Pour de nombreux observateurs de la région, cette procédure obligatoire s’apparente à une « autorisation de voyage électronique », comparable à l’ESTA américain ou à l’ETA britannique. En clair, le pouvoir conserve un droit de regard discrétionnaire et absolu sur les mouvements de personnes. Qui peut garantir que cette plateforme ne sera pas utilisée comme un filtre politique pour refuser l’accès au territoire à des journalistes critiques, des militants des droits de l’homme ou des opposants régionaux, sous prétexte de « dossier incomplet » ou de « raisons de sécurité » ? Le passeport ne suffit plus ; l’algorithme étatique est désormais le décideur.
Les objectifs réels de Faure Gnassingbé : diplomatie et surveillance
Quelle est la raison d’une telle mise en scène ? Cette décision s’inscrit dans un double agenda, à la fois national et international, méticuleusement orchestré par le chef de l’État :
- Une stratégie de légitimation panafricaine : Isolé sur le plan démocratique à la suite de réformes constitutionnelles contestées qui consolident son maintien au pouvoir, Faure Gnassingbé cherche à acquérir une reconnaissance sur la scène internationale. S’afficher comme un leader de l’intégration africaine permet de détourner l’attention des critiques internes.
- Le maintien d’un dispositif de contrôle migratoire : En centralisant toutes les données des voyageurs sur une unique plateforme gouvernementale 24 heures avant leur arrivée, le régime modernise son système de surveillance. Lomé se dote ainsi d’une base de données précieuse sur les profils des entrepreneurs, journalistes et influenceurs qui entrent dans le pays.
Un pragmatisme économique teinté de méfiance
Si les entrepreneurs et les professionnels des médias nourrissaient l’espoir d’un espace de libre circulation totale pour dynamiser les échanges, ils se heurtent à une bureaucratie numérisée. Certes, les frais de visa traditionnels sont supprimés, mais la contrainte administrative demeure pleinement présente.

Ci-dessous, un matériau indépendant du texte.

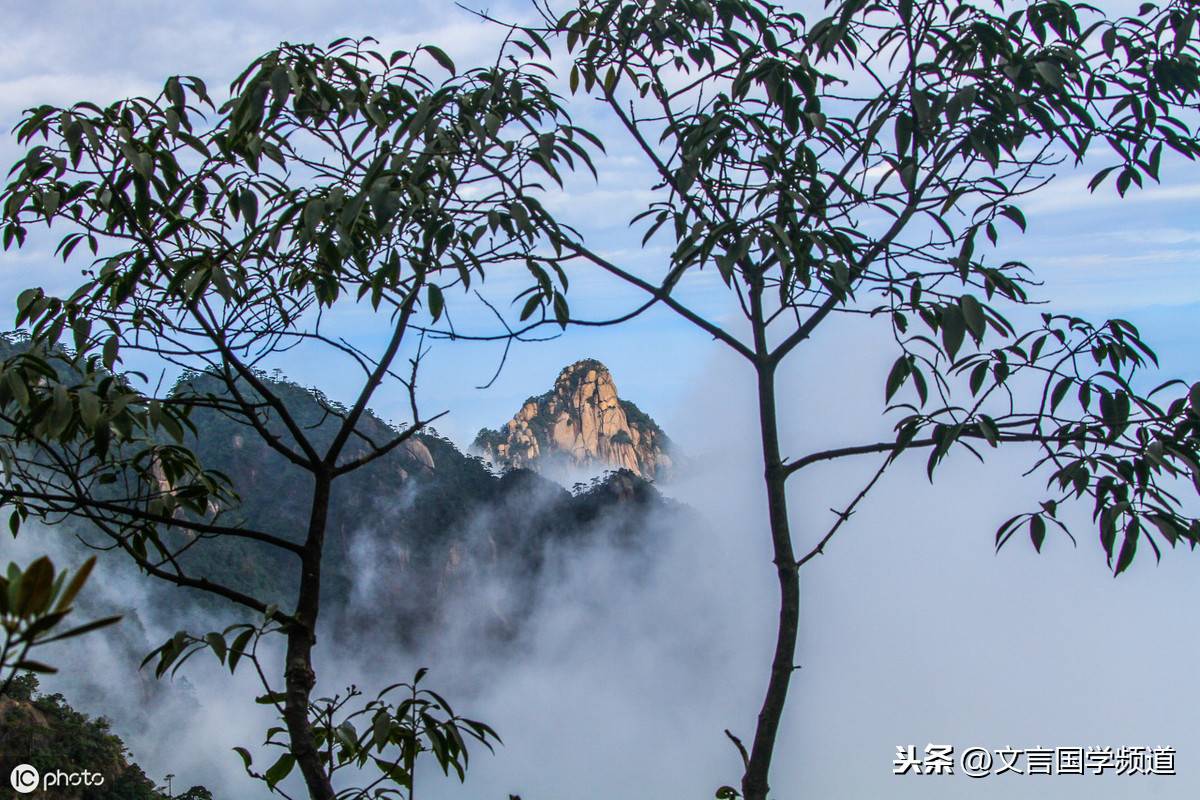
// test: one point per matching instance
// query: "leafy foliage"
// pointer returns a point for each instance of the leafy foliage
(47, 733)
(34, 603)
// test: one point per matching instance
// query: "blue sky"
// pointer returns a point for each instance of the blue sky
(867, 679)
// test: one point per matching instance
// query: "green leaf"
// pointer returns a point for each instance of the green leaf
(1037, 531)
(280, 769)
(953, 330)
(897, 377)
(441, 56)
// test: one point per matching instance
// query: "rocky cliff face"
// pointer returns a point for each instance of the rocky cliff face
(581, 423)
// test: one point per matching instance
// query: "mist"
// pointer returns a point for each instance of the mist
(630, 662)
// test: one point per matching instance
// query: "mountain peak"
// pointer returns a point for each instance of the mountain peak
(580, 425)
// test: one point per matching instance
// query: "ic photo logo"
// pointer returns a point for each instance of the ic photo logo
(24, 779)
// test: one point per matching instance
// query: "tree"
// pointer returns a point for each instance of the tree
(220, 236)
(34, 603)
(865, 162)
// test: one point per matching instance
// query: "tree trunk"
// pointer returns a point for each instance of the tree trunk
(755, 780)
(299, 675)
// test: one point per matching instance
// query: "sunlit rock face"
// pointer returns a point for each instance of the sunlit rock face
(582, 425)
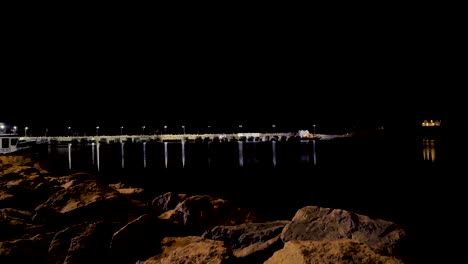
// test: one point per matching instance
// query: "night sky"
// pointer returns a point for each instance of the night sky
(258, 74)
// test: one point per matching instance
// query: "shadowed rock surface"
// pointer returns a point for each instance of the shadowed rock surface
(251, 242)
(89, 200)
(82, 243)
(78, 218)
(192, 249)
(317, 223)
(343, 251)
(167, 201)
(199, 213)
(141, 238)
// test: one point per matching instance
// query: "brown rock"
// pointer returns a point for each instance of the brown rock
(317, 223)
(339, 251)
(196, 250)
(30, 249)
(199, 213)
(167, 201)
(142, 237)
(251, 242)
(14, 223)
(244, 235)
(82, 243)
(87, 201)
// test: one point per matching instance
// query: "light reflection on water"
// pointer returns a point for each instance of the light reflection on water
(429, 149)
(96, 156)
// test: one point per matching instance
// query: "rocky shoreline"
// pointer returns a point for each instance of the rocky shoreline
(79, 219)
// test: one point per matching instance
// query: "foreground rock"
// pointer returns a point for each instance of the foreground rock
(199, 213)
(338, 251)
(252, 242)
(141, 238)
(28, 249)
(82, 243)
(326, 224)
(192, 249)
(167, 201)
(87, 201)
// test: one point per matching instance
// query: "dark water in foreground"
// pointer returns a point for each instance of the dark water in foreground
(416, 181)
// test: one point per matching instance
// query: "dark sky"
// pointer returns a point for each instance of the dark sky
(210, 73)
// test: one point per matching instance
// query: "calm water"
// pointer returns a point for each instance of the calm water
(416, 181)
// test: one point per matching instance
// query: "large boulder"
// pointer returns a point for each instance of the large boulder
(167, 201)
(28, 249)
(199, 213)
(317, 223)
(141, 238)
(244, 235)
(81, 243)
(191, 249)
(251, 242)
(86, 201)
(16, 223)
(338, 251)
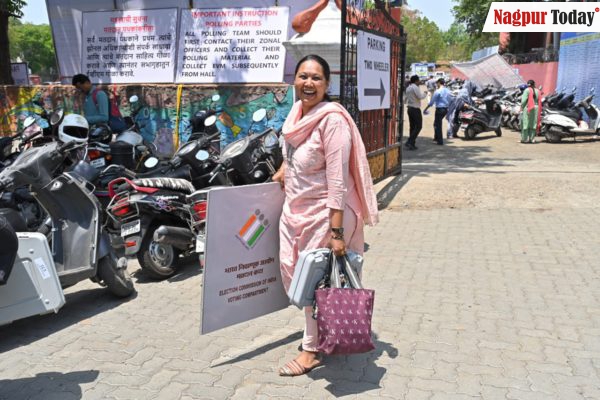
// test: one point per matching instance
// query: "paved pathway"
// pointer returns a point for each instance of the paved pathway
(478, 302)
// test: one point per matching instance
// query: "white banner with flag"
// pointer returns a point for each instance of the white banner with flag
(242, 280)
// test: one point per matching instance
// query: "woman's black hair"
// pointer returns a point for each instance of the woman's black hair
(324, 65)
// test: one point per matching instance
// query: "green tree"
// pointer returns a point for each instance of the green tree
(33, 44)
(458, 43)
(8, 8)
(424, 42)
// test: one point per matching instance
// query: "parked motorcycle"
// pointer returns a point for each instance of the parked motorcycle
(555, 126)
(80, 247)
(475, 120)
(154, 213)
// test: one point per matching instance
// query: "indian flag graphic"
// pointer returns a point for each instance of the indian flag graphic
(253, 229)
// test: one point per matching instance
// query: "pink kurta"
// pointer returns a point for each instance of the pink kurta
(317, 179)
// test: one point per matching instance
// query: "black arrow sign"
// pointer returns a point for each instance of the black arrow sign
(376, 92)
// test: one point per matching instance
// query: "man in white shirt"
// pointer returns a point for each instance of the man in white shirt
(413, 108)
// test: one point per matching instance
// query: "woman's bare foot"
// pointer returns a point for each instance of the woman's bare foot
(304, 363)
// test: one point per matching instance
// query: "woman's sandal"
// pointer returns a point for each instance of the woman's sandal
(294, 368)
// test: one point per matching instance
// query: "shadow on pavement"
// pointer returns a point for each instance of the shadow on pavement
(47, 385)
(79, 306)
(263, 349)
(184, 271)
(432, 159)
(354, 374)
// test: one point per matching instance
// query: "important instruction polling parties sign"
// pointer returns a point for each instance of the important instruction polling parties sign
(241, 278)
(373, 76)
(129, 46)
(232, 45)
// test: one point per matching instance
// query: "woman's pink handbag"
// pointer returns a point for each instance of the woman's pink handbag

En conclusion, l’exemption de visa togolaise ne constitue pas l’acte de foi panafricain annoncé avec tant d’éclat. Il s’agit plutôt d’un instrument de soft power géopolitique, conjugué à un système de filtrage numérique. Faure Gnassingbé accorde d’une main ce qu’il contrôle de l’autre, démontrant une fois de plus que, sous son régime, l’ouverture n’est tolérée que si elle reste sous étroite surveillance.